Gökyüzünü izlemek, yıldızların parlayışını görmek paha biçilmezdi. Gözlerimi kapattım ve derin bir nefes aldım. Denizin muhteşem kokusu beni her zaman cezbetmişti. Bir gemiye atlayıp sonsuza kadar yaşayabilirdim.
Ama tabiki bunu yapma gibi bir ihtimalim yoktu. Benim hayatım doğduğumdan beri belliydi zaten. Ne giyeceğim, ne yapacağım, kiminle evleneceğim... Her şey ailem tarafından belirlenmişti. Benim hiçbir söz hakkım yoktu.
Küçüklüğümden beri denize hayranlık duymuştum ve denizle en yakın olduğum zaman bugünkü gibi bir yerden bir yere giderkendi.
Bugün müstakbel nişanlımın evinden kendi hapishaneme dönüyordum. Aslında bir taraftan eve gidip kardeşlerimi göreceğim için mutluydum ama diğer taraftanda hiç gitmek istemiyordum. Ama yapacak bir şeyim yoktu. Oraya gitmek zorundaydım.
"Efendim, üşüteceksiniz. İçeri girin lütfen."
"Yıldızları izlemek istiyorım. Sonra girerim içeri. Şimdi lütfen beni yalnız bırak."
"Ama efendim-"
"Beni yalnız bırak." Sesim az öncekine göre biraz daha sert çıkınca bir şey demeden gitti.
Kendisi beni korumakla görevlendirilmişti. Görevine bayağı bağlıydı. En ufak bir şeyde bile hemen kendini benim önüme atıyordu.
Ne kadar bazen beni sinir etsede çok iyi biriydi. Bana destek oluyordu, yalnız bırakmıyordu. İyi bir arkadaştı. Onu seviyordum.
Ben yine düşüncelere dalmışken bu sefer ensemde bir nefes hissettim. Bu içimde bir huzursuzluk oluştururken kaşlarımı çattım.

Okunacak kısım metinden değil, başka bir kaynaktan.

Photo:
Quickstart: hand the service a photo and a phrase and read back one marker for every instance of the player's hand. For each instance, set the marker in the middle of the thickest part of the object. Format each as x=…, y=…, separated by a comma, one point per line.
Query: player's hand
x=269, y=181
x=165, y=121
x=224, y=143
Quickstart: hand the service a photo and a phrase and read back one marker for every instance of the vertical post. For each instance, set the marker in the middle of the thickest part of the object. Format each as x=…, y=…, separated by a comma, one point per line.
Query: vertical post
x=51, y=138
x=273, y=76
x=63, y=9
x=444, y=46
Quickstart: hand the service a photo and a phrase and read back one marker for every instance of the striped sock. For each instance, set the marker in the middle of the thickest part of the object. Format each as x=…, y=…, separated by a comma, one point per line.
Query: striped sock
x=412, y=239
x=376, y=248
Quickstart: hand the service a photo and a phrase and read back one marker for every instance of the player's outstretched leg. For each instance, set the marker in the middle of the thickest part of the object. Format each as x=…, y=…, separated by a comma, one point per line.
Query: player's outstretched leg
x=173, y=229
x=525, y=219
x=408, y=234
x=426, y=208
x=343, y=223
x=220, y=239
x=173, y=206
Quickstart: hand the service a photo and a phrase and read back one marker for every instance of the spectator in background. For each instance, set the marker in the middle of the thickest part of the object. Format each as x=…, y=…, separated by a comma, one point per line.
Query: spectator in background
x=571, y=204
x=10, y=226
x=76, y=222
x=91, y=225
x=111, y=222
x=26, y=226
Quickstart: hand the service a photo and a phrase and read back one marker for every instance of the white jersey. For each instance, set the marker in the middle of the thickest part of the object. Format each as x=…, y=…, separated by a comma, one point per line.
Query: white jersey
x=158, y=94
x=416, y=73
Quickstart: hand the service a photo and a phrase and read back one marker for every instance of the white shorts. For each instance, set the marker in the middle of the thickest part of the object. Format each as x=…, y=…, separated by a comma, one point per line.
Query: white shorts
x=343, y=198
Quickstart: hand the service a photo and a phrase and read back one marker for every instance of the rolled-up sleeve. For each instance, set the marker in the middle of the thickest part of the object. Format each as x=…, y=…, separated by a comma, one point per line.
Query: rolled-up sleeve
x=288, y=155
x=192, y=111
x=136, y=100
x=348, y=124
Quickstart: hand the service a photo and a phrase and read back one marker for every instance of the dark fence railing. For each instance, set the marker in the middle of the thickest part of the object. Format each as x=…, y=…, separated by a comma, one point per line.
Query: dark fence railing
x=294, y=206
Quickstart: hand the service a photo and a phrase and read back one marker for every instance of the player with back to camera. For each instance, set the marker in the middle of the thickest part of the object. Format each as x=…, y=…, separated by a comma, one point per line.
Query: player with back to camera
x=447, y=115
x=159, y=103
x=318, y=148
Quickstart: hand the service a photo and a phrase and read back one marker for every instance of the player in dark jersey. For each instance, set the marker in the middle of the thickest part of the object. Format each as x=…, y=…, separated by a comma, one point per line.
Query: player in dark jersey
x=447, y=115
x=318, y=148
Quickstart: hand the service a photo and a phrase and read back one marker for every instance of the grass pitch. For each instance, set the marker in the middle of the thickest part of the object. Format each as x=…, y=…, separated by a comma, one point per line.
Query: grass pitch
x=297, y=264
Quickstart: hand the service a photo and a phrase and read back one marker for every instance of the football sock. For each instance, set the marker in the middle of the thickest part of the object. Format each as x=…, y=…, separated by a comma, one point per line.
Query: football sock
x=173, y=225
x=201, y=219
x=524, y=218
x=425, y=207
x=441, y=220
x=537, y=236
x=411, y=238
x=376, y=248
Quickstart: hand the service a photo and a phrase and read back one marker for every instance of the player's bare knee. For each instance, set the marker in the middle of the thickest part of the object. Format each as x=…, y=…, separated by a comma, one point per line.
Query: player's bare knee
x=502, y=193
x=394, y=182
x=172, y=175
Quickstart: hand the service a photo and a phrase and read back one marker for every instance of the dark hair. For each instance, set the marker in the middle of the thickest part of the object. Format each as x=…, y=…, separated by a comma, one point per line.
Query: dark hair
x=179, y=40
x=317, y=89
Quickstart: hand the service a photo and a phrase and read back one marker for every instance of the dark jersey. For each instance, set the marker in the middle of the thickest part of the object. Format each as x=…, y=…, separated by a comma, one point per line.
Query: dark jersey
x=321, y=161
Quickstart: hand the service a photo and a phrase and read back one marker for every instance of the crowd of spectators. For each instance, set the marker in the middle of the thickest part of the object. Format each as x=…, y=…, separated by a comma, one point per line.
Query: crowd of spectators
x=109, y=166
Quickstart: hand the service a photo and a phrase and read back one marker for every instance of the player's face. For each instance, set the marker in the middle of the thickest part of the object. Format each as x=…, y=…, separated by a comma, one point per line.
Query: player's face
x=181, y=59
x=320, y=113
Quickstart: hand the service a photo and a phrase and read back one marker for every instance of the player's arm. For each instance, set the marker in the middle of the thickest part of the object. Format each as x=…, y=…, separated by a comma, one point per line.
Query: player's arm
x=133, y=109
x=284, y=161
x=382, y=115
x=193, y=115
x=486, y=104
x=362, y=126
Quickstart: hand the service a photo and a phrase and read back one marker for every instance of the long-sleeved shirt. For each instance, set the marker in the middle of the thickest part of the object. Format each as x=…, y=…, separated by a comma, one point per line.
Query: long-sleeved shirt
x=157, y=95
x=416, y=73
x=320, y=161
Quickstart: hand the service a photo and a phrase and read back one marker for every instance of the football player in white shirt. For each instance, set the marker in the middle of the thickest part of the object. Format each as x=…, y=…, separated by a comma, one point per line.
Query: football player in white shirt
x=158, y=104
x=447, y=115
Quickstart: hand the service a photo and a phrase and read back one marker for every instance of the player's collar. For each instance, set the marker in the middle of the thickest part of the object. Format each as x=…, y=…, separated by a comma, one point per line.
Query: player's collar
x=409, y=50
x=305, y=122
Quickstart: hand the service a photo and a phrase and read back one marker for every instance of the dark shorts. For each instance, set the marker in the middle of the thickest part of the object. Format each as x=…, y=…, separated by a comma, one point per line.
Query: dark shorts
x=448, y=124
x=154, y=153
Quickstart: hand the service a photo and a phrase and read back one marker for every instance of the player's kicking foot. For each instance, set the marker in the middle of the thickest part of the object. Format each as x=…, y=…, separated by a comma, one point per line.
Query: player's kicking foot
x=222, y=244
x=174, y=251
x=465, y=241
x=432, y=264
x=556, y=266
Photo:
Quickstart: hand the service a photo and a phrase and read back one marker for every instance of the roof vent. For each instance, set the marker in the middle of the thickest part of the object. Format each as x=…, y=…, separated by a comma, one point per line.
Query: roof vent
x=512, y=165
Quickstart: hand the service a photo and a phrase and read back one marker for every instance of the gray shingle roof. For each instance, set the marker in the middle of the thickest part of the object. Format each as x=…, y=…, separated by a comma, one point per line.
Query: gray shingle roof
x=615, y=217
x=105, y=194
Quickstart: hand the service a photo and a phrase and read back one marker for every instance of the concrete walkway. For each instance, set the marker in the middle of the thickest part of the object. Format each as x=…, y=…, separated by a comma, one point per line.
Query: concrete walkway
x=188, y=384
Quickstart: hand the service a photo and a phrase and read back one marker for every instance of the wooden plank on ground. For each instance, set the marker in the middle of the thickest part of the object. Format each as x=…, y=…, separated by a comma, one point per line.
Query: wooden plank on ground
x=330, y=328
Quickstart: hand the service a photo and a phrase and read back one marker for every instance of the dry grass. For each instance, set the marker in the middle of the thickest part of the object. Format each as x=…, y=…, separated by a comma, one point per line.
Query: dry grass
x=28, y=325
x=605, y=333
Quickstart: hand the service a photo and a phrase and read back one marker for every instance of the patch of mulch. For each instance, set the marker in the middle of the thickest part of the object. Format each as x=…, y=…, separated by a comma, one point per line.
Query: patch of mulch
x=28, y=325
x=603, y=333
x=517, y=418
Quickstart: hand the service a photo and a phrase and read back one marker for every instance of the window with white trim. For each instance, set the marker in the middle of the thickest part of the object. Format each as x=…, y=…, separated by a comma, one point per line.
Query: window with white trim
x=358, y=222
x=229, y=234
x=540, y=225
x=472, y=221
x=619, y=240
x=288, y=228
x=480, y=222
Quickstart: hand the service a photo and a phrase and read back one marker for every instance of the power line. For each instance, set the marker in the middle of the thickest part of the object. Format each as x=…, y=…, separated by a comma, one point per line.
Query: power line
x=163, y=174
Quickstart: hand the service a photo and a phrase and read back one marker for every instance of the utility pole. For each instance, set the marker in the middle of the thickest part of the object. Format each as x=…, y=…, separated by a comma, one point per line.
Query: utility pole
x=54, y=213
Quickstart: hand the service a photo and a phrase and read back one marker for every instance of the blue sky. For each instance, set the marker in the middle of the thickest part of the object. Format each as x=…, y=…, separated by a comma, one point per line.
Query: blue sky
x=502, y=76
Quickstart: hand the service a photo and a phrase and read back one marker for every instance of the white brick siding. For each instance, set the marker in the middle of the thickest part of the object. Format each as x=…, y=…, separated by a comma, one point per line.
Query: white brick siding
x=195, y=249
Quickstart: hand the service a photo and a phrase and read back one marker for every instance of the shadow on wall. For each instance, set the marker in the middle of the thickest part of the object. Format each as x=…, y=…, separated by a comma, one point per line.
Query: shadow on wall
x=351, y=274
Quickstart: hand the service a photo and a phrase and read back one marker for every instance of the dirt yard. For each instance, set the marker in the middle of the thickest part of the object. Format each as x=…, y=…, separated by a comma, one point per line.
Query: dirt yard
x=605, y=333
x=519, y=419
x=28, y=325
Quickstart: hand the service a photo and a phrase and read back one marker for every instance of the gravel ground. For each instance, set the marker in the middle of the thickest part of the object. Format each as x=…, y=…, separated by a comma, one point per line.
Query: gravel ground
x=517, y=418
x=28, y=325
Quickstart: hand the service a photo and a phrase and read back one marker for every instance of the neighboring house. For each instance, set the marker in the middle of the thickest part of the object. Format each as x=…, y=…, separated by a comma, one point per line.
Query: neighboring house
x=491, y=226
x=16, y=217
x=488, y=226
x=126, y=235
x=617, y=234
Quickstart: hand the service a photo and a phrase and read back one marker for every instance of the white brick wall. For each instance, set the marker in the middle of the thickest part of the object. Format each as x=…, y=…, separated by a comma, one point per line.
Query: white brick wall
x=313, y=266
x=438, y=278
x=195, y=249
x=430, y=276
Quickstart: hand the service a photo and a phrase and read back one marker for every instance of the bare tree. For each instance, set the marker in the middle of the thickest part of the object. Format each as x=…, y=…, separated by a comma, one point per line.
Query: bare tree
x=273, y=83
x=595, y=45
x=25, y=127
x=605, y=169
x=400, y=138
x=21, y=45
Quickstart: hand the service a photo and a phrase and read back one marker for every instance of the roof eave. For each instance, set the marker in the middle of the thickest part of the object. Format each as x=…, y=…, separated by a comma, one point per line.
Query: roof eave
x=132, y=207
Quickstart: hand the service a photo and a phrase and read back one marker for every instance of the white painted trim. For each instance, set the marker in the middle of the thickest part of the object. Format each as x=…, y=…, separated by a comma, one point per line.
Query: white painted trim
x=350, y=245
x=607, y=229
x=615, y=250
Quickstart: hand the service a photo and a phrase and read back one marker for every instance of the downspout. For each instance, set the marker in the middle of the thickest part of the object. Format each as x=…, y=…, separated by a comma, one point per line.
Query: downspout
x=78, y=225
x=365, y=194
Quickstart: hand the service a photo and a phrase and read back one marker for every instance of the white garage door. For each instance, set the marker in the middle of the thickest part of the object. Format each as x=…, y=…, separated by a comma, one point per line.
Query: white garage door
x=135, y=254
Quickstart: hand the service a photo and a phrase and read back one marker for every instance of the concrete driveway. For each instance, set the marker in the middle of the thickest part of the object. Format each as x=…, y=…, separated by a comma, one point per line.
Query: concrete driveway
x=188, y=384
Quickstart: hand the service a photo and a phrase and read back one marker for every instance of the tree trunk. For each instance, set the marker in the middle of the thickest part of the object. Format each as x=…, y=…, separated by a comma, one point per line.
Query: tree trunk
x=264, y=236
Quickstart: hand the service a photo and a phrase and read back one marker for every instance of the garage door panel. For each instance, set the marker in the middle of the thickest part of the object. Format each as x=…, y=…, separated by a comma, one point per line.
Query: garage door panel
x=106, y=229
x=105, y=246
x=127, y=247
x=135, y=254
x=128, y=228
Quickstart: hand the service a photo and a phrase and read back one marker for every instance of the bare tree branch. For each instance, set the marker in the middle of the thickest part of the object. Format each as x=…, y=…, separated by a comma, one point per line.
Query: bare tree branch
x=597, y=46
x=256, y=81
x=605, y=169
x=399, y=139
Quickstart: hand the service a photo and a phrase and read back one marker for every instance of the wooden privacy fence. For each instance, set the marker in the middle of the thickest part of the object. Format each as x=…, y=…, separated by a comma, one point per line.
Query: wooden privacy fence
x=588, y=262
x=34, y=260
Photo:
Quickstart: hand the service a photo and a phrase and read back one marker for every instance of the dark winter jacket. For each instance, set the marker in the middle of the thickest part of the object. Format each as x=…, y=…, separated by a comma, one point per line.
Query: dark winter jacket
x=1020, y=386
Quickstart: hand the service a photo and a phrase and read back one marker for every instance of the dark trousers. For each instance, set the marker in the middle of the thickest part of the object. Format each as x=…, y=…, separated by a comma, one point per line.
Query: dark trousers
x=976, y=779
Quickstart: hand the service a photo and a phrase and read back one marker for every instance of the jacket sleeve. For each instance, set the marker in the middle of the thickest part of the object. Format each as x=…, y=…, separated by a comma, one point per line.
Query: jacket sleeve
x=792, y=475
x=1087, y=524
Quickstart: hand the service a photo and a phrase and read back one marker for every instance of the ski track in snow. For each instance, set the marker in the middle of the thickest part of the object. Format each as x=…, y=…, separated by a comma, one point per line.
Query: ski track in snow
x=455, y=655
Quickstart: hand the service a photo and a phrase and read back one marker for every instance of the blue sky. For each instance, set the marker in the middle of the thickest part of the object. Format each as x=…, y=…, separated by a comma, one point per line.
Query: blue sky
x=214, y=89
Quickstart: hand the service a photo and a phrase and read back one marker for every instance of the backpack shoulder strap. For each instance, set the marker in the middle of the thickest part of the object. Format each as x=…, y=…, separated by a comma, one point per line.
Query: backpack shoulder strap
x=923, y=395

Arkama dönecekken beni tutarak engelledi. Korku içime işlerken sakin kalmaya çalışıp derin bir nefes aldım.
"Minho?" Bir ihtimal sorduğum soru karşısında alaylı bir ses çıkardı.
"Minho şuan meşgul. Yanına gelemez prenses."
Kulağıma doğru söyledikleriyle tüylerim diken diken oldu. Kim olduğunu ne istediğini bilmiyordum.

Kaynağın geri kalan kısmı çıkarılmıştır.